The means of classifying severe illness in this study represents another limitation with these studies. The standard WHO thresholds for disease severity derive from thorough statistical assessments of clinical and laboratory indicators associated with risk of fatal outcome with a diagnosis of falciparum malaria [13]. No such assessments have been carried out with vivax malaria and the current study simply applied those syndromes and thresholds without similar evidence of statistical linkage to a poor prognosis. This approach, uniform disease classification between infecting species, permitted comparison of rates of disease states. The occurrence of coma and convulsions in patients with vivax malaria may be through cellular and molecular processes dissimilar to those thought to occur in falciparum malaria, i.e., by adhesion of infected red blood cells in deep microvasculature. Red cells infected by P. vivax show little propensity for such adhesion [21]. Nonetheless, by any direct or indirect mechanism of onset, and regardless of associated risk of death, coma and convulsions may not be reconciled with a classification of uncomplicated illness. The patients with a diagnosis of vivax malaria and classified as severely ill were indeed suffering at least potentially threatening disease states.

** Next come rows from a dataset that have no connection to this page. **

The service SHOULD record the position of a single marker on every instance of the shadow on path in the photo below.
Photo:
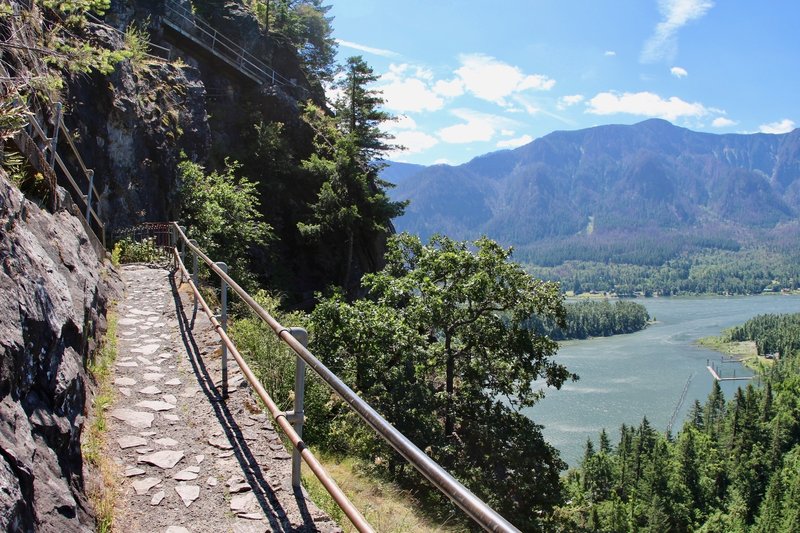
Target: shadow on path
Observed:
(265, 495)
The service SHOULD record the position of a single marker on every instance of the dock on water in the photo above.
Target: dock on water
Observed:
(734, 378)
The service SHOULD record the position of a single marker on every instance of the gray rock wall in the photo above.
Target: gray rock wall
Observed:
(53, 297)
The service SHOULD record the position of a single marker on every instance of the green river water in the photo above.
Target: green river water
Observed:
(625, 377)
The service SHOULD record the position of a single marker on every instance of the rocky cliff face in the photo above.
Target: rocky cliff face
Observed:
(53, 295)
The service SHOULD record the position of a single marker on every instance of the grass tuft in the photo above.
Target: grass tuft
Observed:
(102, 492)
(386, 506)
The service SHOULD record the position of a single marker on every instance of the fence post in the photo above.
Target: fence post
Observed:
(194, 271)
(297, 416)
(183, 245)
(54, 139)
(224, 322)
(90, 175)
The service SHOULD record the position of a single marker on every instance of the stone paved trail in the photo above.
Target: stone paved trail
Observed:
(188, 460)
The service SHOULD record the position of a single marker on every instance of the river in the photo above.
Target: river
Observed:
(625, 377)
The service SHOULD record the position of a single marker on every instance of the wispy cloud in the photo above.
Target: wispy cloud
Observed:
(476, 126)
(569, 100)
(490, 79)
(408, 89)
(782, 126)
(663, 44)
(368, 49)
(723, 122)
(514, 143)
(644, 104)
(678, 72)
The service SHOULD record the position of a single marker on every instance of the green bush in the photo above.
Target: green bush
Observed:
(273, 363)
(129, 251)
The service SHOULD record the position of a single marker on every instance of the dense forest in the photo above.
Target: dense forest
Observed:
(734, 466)
(747, 271)
(592, 318)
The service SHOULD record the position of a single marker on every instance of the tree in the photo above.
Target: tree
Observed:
(220, 210)
(462, 306)
(352, 206)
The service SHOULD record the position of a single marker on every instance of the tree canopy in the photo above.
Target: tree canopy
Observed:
(440, 348)
(352, 208)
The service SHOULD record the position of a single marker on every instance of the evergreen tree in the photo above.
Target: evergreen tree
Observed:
(352, 208)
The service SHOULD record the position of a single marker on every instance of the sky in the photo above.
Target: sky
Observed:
(468, 77)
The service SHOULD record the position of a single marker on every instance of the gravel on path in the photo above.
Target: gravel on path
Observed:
(190, 461)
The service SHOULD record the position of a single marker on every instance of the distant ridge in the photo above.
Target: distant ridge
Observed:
(611, 182)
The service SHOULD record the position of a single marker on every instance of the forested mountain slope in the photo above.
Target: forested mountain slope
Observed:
(611, 180)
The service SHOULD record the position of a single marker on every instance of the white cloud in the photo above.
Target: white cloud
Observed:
(402, 122)
(645, 104)
(722, 122)
(490, 79)
(678, 72)
(676, 14)
(527, 105)
(414, 142)
(368, 49)
(569, 100)
(783, 126)
(450, 88)
(514, 143)
(410, 94)
(476, 127)
(406, 88)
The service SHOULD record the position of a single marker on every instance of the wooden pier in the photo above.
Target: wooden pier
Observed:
(734, 378)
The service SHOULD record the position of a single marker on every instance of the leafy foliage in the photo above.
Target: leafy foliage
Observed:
(306, 25)
(441, 349)
(128, 250)
(590, 318)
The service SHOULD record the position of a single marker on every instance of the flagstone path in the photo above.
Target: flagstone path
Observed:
(188, 460)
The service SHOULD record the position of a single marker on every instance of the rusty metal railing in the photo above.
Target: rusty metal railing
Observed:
(282, 418)
(182, 20)
(54, 161)
(473, 506)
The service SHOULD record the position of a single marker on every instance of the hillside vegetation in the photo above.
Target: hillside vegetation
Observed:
(650, 208)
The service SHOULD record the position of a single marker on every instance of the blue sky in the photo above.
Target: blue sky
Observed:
(469, 77)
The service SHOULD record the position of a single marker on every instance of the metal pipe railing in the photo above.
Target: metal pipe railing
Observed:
(475, 508)
(214, 41)
(54, 160)
(280, 417)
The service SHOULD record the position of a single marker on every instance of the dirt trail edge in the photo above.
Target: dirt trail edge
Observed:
(189, 461)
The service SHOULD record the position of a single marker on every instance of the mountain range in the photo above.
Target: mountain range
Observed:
(652, 181)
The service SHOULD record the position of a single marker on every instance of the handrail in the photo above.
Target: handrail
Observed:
(280, 417)
(56, 160)
(241, 58)
(479, 511)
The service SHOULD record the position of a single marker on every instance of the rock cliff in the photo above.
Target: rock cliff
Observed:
(53, 297)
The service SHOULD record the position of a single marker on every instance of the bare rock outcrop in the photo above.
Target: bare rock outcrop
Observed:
(53, 295)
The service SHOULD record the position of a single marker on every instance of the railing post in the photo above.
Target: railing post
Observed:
(183, 245)
(194, 271)
(224, 322)
(90, 175)
(54, 139)
(297, 416)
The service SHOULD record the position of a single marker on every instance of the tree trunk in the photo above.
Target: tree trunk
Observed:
(348, 267)
(449, 423)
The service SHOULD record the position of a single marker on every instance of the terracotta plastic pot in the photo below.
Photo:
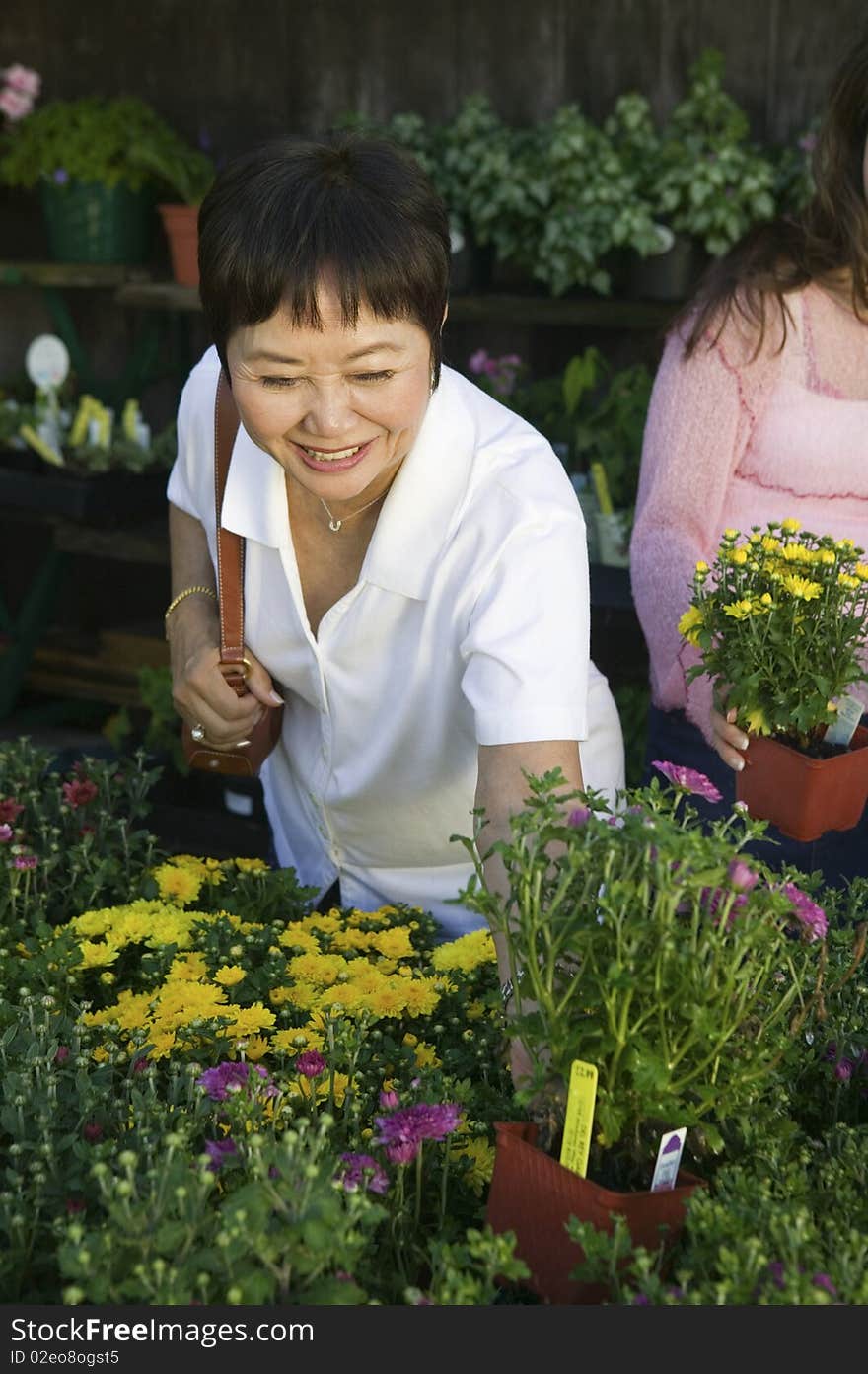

Although a diagnosis of malaria caused by P. falciparum carried significantly higher risks of more often severe and more complicated illness, a diagnosis of vivax malaria nonetheless accounted for 51% of the burden of severe illness attributed to malaria. The range and frequency of syndromes – dominated by altered mental status, severe thrombocytopaenia, and severe anaemia – were indistinguishable between patients with either diagnosis. The expressed caveat of Kitchen on the improbability of threatening disease with vivax malaria, i.e., “…(in otherwise healthy adults)…”, may prove historically important as better understanding of vivax malaria as it occurs in endemic zones emerges, especially in children. Although relative risks varied between falciparum and vivax malaria, both of these diagnoses came with the same range of potentially life-threatening syndromes at very substantial rates with respect to overall burdens. A diagnosis of infection by P. vivax, regardless of what co-factors or determinants may come into play, often came with clinically threatening conditions in the patients evaluated in this study. The long-held view of vivax malaria as a benign infection may threaten patients by inviting inappropriately casual attention to its clinical management, research, and control. The commitment of just 3.1% of global funding for malaria research to P. vivax between 2007 and 2009 [22] suggest that such may be the case.